1. The modulation of the short-latency stretch reflex during walking at different walking speeds was investigated and compared with the stretch reflex during standing in healthy human subjects. 2. Ankle joint stretches were applied by a system able to rotate the human ankle joint during treadmill walking in any phase of the step cycle. The system consisted of a mechanical joint attached to the subject's ankle joint and connected to a motor placed beside the treadmill by means of bowden wires. The weight of the total system attached to the leg of the subject was 900 g. 3. The short-latency soleus stretch reflex was modulated during a step. In the stance phase, the amplitude equaled that found during standing at matched soleus background electromyogram (EMG). In the transition from stance to swing, the amplitude was 0 in all subjects. In late swing, the stretch reflex amplitude increased to 45 +/- 27% (mean +/- SD) of the maximal amplitude in the stance phase (stretch amplitude 8 degrees, stretch velocity 250 degrees/s). 4. The onset (42 +/- 3.2 ms) and peak latencies (59 +/- 2.5 ms) of the stretch reflex did not depend on the phase in the step cycle at which the reflex was elicited. 5. When the ankle joint is rotated, a change in torque can be measured. The torque measured over the first 35 ms after stretch onset (nonreflex torque) was at a maximum during late stance, when the leg supported a large part of the body's weight, and at a minimum during the swing phase.

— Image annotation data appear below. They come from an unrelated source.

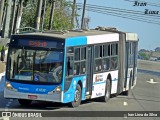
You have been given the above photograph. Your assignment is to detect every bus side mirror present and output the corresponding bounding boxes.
[1,46,5,62]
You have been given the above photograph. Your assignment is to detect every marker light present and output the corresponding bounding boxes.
[6,82,17,91]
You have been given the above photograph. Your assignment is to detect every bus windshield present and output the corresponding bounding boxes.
[7,47,63,83]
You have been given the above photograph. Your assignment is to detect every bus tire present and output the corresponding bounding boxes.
[18,99,32,106]
[69,84,82,108]
[100,79,111,102]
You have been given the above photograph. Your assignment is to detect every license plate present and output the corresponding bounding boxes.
[28,95,37,100]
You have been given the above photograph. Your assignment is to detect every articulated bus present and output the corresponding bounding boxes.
[4,29,138,107]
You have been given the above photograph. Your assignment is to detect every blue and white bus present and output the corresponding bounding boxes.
[4,27,138,107]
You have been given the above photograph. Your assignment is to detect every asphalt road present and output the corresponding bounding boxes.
[0,73,160,120]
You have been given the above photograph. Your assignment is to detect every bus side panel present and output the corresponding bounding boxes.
[63,76,86,103]
[91,70,118,98]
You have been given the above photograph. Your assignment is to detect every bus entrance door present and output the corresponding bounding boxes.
[86,46,94,95]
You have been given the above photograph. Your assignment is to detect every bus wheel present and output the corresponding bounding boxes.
[18,99,32,106]
[100,79,111,102]
[69,84,82,108]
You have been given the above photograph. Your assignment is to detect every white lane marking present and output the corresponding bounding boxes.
[0,117,9,120]
[124,114,127,119]
[123,102,128,106]
[146,79,159,84]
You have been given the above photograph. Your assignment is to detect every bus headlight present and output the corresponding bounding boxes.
[6,82,17,91]
[54,86,61,93]
[48,86,62,94]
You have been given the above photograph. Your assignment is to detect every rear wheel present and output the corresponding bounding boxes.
[18,99,32,106]
[100,79,111,102]
[69,84,82,108]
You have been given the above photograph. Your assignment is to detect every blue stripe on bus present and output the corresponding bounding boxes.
[93,81,106,85]
[11,82,58,94]
[65,36,87,47]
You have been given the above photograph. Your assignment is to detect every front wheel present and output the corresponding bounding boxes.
[69,84,82,108]
[18,99,32,106]
[100,80,111,102]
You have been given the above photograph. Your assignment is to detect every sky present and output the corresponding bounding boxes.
[77,0,160,50]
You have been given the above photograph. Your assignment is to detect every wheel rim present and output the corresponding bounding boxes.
[74,90,80,102]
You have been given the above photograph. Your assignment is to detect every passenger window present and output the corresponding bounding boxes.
[111,44,118,56]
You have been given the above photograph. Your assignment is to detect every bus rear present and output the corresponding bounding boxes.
[4,35,64,105]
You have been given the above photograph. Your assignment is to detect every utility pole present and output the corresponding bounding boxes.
[9,0,17,36]
[0,0,5,32]
[81,0,86,29]
[71,0,76,27]
[35,0,42,30]
[2,0,12,38]
[49,0,55,30]
[42,0,46,31]
[13,0,24,34]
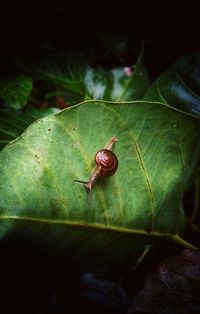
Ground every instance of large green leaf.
[144,53,200,117]
[0,101,200,263]
[0,106,57,149]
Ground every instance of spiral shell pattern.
[95,149,118,177]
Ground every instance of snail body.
[75,137,118,192]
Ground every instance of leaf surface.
[0,101,200,263]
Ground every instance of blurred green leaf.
[0,76,33,109]
[126,250,200,314]
[16,52,149,105]
[144,53,200,117]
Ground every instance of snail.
[74,137,118,204]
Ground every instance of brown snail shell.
[95,149,118,178]
[74,137,118,199]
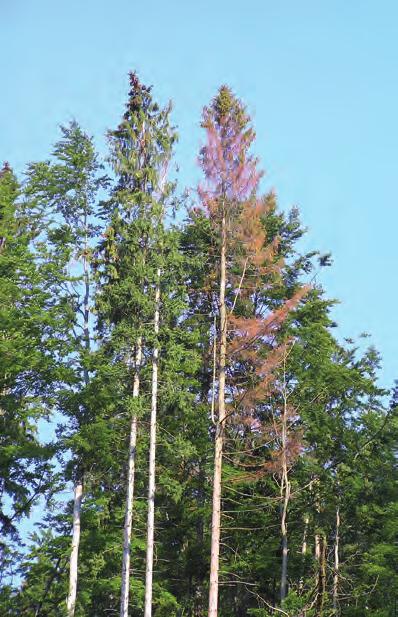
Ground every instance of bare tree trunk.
[208,214,227,617]
[120,337,142,617]
[281,357,290,603]
[315,534,327,617]
[299,514,310,591]
[333,506,340,615]
[66,482,83,617]
[144,269,160,617]
[66,236,90,617]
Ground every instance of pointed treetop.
[202,84,250,129]
[0,161,12,178]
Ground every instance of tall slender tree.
[25,121,107,617]
[99,73,175,617]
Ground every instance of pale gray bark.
[208,215,227,617]
[66,482,83,617]
[333,506,340,615]
[66,232,90,617]
[120,337,142,617]
[281,357,290,602]
[144,270,160,617]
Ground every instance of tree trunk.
[144,270,160,617]
[333,506,340,615]
[208,215,227,617]
[315,534,327,617]
[281,358,290,603]
[66,242,90,617]
[66,481,83,617]
[299,514,310,592]
[120,337,142,617]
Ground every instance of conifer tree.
[199,87,303,617]
[99,73,175,617]
[25,121,107,617]
[0,163,58,551]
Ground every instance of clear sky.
[0,0,398,385]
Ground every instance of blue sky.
[0,0,398,385]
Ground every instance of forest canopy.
[0,73,398,617]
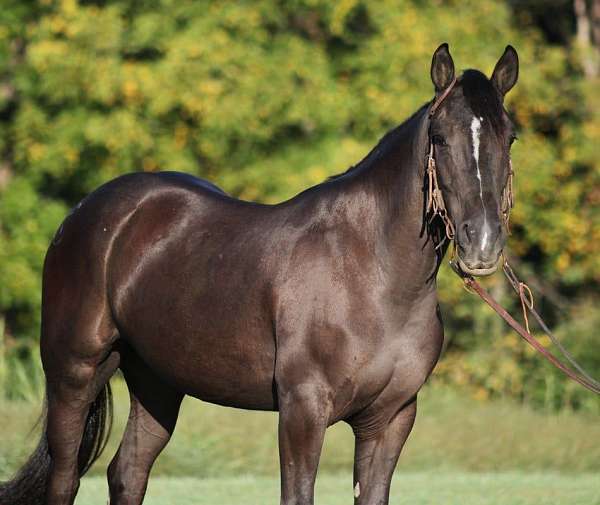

At heel contact the nonreflex torque was 50% of its maximal value. 6. During the stance phase the maximal EMG stretch reflex had a phase lead of approximately 120 ms with respect to the maximal background EMG and a phase lead of approximately 250 ms with respect to the maximal nonreflex torque. 7. The constant latency of the stretch reflex during a step implied that the ankle extensor muscle spindles are always taut during walking. 8. The relatively high amplitude of the stretch reflex in late swing and at heel contact made it likely that the stretch reflex contributed to the activation of the ankle extensor muscles in early stance phase.